Here is the perl test script:

use strict;
use warnings;
use utf8;
binmode(STDOUT, ":utf8");
print("The Crüxshadows");
  • Have the perl script output to a text file then run Set-Content on that. Which while similar to what your doing isn't exactly the same – Ramhound Sep 04 '17 at 06:06
  • perl -S testbinmode.pl >binmode.txt...Set-Content "binmode.txt" -Encoding UTF8...produces cmdlet Set-Content at command pipeline position 1 Supply values for the following parameters: Value[0]:...how do I proceed?...Why does this box close and post when I attempt to separate my response into multiple lines? – FreonPSandoz Sep 04 '17 at 06:36
  • Update your question your unformatted comment can't be read. I don't answer question asked in a comment or consider any information contained within an comment when submitting an answer – Ramhound Sep 04 '17 at 07:44
  • try this: $utf8 = New-Object System.Text.utf8encoding and then use it as your encoding: perl -S testbinmode.pl | Set-Content "binmode.txt" -Encoding $utf8 – SimonS Sep 04 '17 at 10:41
  • also: I guess the error message says that there is no content to write, or it doesn't know where to write it to – SimonS Sep 04 '17 at 10:50
  • Nope. Error message: "Set-Content : Cannot bind parameter 'Encoding'. Cannot convert the "System.Text.UTF8Encoding" value of type "System.Text.UTF8Encoding" to type "Microsoft.PowerShell.Commands.FileSystemCmdletProviderEncoding". If you want a formatted response, you need to tell me how. This site doesn't permit me to use the return key to break my response into multiple lines. Can someone please provide a tested method for redirecting UTF8 text output from a CLI program to a file under PowerShell? – FreonPSandoz Sep 05 '17 at 01:10

1 Answers1

0

Make sure PowerShell uses UTF-8 when communicating with external programs. (The built-in cmdlets already default to UTF-8.) This requires setting [console]::InputEncoding and [console]::OutputEncoding to UTF-8.
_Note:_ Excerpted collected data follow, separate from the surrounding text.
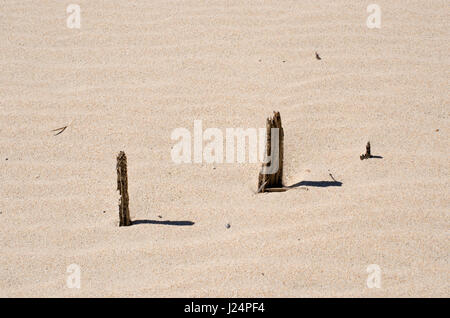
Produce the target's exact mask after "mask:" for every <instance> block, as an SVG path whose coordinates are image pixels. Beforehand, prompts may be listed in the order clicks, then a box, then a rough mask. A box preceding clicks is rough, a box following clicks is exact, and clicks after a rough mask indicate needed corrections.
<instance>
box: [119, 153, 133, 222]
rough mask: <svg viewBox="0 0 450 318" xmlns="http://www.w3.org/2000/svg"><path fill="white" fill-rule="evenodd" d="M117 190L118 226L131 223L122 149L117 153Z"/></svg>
mask: <svg viewBox="0 0 450 318" xmlns="http://www.w3.org/2000/svg"><path fill="white" fill-rule="evenodd" d="M116 168H117V190H119V194H120V199H119V218H120V223H119V226H129V225H131V218H130V210H129V208H128V176H127V156H126V155H125V153H124V152H123V151H121V152H120V153H119V154H118V155H117V167H116Z"/></svg>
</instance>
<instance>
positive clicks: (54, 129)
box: [52, 125, 69, 136]
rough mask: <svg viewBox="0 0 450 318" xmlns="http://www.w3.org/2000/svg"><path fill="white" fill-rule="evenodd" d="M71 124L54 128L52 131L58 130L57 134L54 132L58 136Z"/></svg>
mask: <svg viewBox="0 0 450 318" xmlns="http://www.w3.org/2000/svg"><path fill="white" fill-rule="evenodd" d="M68 126H69V125H67V126H64V127H61V128H56V129H52V131H58V132H57V133H56V134H54V135H53V136H58V135H59V134H61V133H62V132H63V131H64V130H66V128H67V127H68Z"/></svg>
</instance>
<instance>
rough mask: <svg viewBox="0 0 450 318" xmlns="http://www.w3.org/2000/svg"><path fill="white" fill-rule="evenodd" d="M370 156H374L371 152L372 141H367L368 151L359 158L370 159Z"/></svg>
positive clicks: (366, 151) (361, 159)
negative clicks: (371, 145)
mask: <svg viewBox="0 0 450 318" xmlns="http://www.w3.org/2000/svg"><path fill="white" fill-rule="evenodd" d="M369 158H372V154H371V153H370V141H369V142H367V145H366V153H365V154H362V155H361V156H359V159H361V160H364V159H369Z"/></svg>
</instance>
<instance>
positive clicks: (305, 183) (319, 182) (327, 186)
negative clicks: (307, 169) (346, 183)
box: [287, 181, 342, 188]
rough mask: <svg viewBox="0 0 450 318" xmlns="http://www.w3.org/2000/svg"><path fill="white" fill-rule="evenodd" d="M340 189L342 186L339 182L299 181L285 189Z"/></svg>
mask: <svg viewBox="0 0 450 318" xmlns="http://www.w3.org/2000/svg"><path fill="white" fill-rule="evenodd" d="M302 186H304V187H319V188H326V187H340V186H342V182H340V181H300V182H297V183H296V184H293V185H290V186H288V187H287V188H297V187H302Z"/></svg>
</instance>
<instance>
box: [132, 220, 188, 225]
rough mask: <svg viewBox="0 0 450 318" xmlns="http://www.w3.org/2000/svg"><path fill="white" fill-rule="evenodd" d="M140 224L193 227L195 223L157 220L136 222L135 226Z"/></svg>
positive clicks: (147, 220) (143, 220)
mask: <svg viewBox="0 0 450 318" xmlns="http://www.w3.org/2000/svg"><path fill="white" fill-rule="evenodd" d="M138 224H161V225H175V226H191V225H194V224H195V223H194V222H191V221H156V220H136V221H133V225H138Z"/></svg>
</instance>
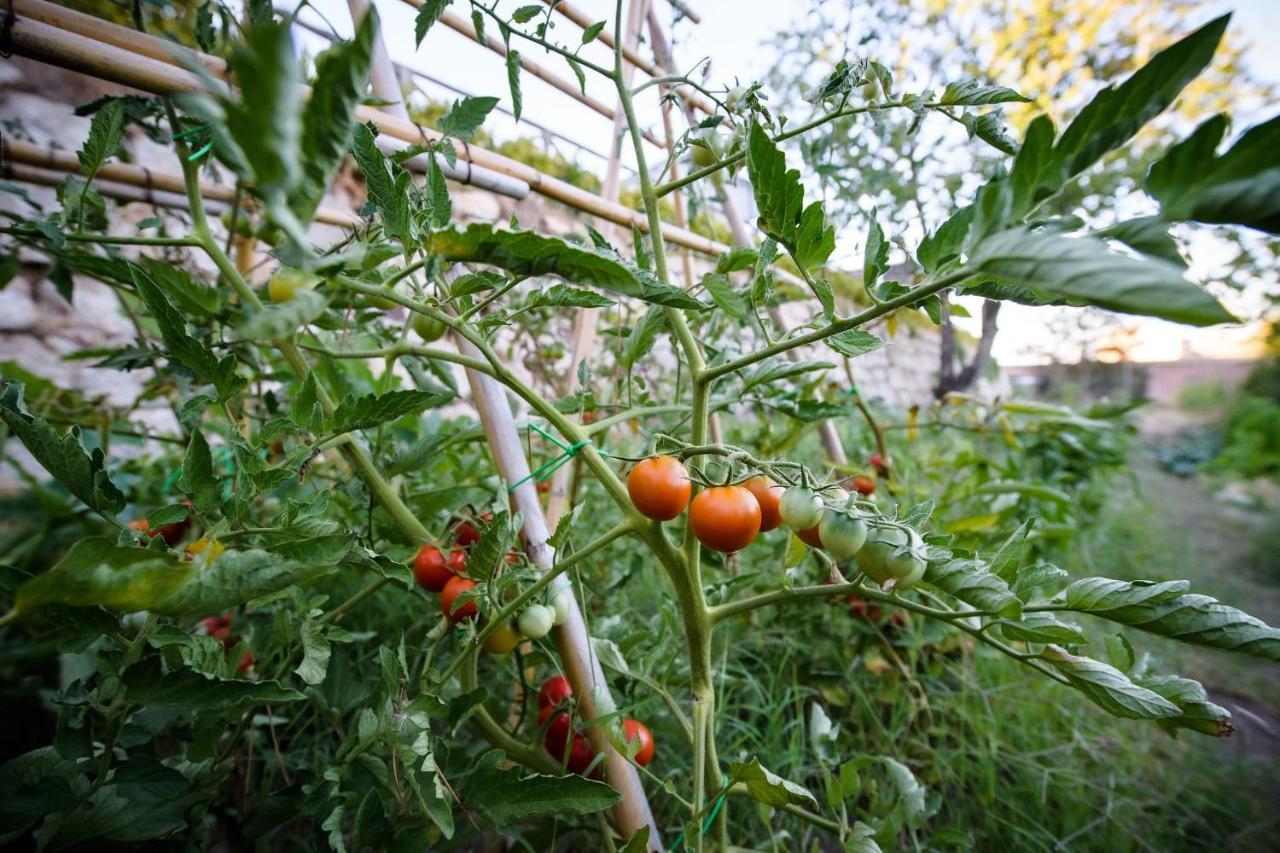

On my Windows 10 system, PowerShell uses Code Page 437 by default:

PS C:\Users\Me> [Console]::OutputEncoding

IsSingleByte : True EncodingName : OEM United States WebName : ibm437 HeaderName : ibm437 BodyName : ibm437 Preamble : WindowsCodePage : IsBrowserDisplay : IsBrowserSave : IsMailNewsDisplay : IsMailNewsSave : EncoderFallback : System.Text.InternalEncoderBestFitFallback DecoderFallback : System.Text.InternalDecoderBestFitFallback IsReadOnly : False CodePage : 437

We fix this for the current PowerShell session with this command:

$OutputEncoding = [console]::InputEncoding = [console]::OutputEncoding = New-Object System.Text.UTF8Encoding

(See the above-linked github.com issue for ways to persist this change.)

PS C:\Users\Me> [Console]::OutputEncoding

Preamble : BodyName : utf-8 EncodingName : Unicode (UTF-8) HeaderName : utf-8 WebName : utf-8 WindowsCodePage : 1200 IsBrowserDisplay : True IsBrowserSave : True IsMailNewsDisplay : True IsMailNewsSave : True IsSingleByte : False EncoderFallback : System.Text.EncoderReplacementFallback DecoderFallback : System.Text.DecoderReplacementFallback IsReadOnly : False CodePage : 65001

Windows 7 and later, i.e. all supported Windows versions, have codepage 65001, as a synonym for UTF-8
-- https://en.wikipedia.org/wiki/UTF-8

Now your script works as expected.

perl .\testbinmode.pl | Set-Content "binmode.txt" -Encoding UTF8

Successfully tested on PowerShell 5.1 and 7.1.

If you prefer BOM-less:

perl .\testbinmode.pl | Set-Content "binmode.txt" -Encoding UTF8NoBOM

Successfully tested on PowerShell 7.1. (The UTF8NoBOM encoding was introduced in PowerShell 6.)